For those of you who don’t know, surveillance is when an investigator follows an accident victim and films, records them, or takes photos of them when they’re out and about in public. For this Toronto Injury Lawyer Blog Post we will NOT be examining the growing field of cyber/on line surveillance. Rather, we will dig deep in to the field of “old school” sleuthing surveillance where the Plaintiff gets followed or tracked by an investigator or team of investigators.

For most accident victims and disability claimants, they don’t know they’re being followed until it’s too late. Others recognize they’re being followed immediately, but still go on with their normal routine.

A picture says a thousand words. Pictures and film recordings in the context of a Judge along or Jury Trial in Ontario are very persuasive. Hearing a medical expert drone on and on about pain complaints can get very boring. BUT A MOVIE: now that’s exciting.

Think back to the days when you were in grade school. A teacher would lecture and the students would fall asleep.
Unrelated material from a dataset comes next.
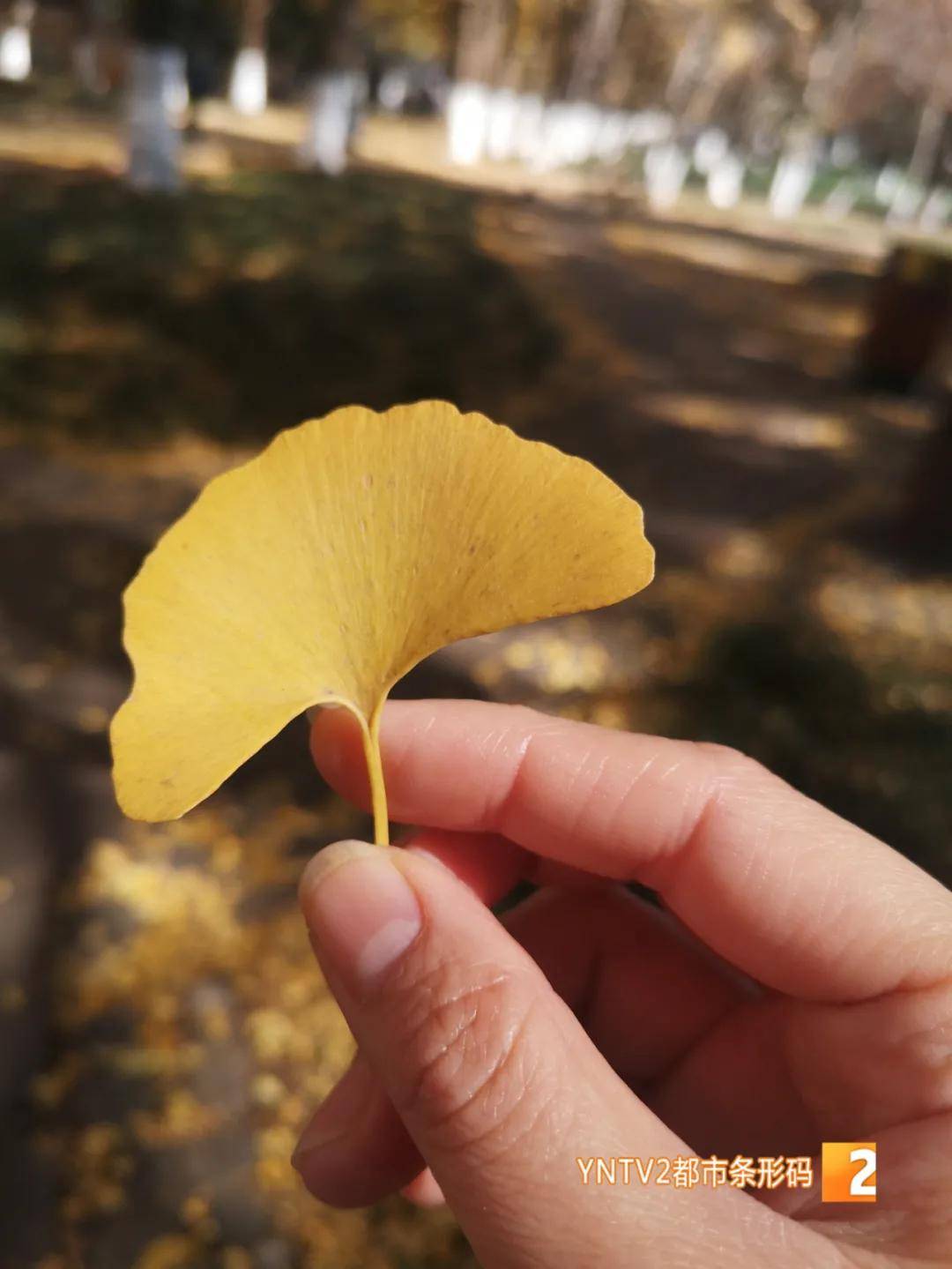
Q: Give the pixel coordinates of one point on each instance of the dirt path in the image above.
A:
(165, 1029)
No matter how engaging the teacher, there were always a few kids in the classroom who never paid attention.

BUT, when the teacher brought in the television to play a movie, or to show some slides, even the kids with the shortest attention spans perked up.

This is exactly what happens in the Courtroom when the lawyer for the insurance company plays their surveillance video. All of the jurors immediately perk up to see what the investigators caught on camera. Those video and still images leave a lasting impression on the jury. It shows the Plaintiff in a light they don’t want to be seen in. It shows the Plaintiff engaging in normal every day life when they think there’s nobody watching. For those reasons, surveillance is a very powerful tool which should not be underestimated.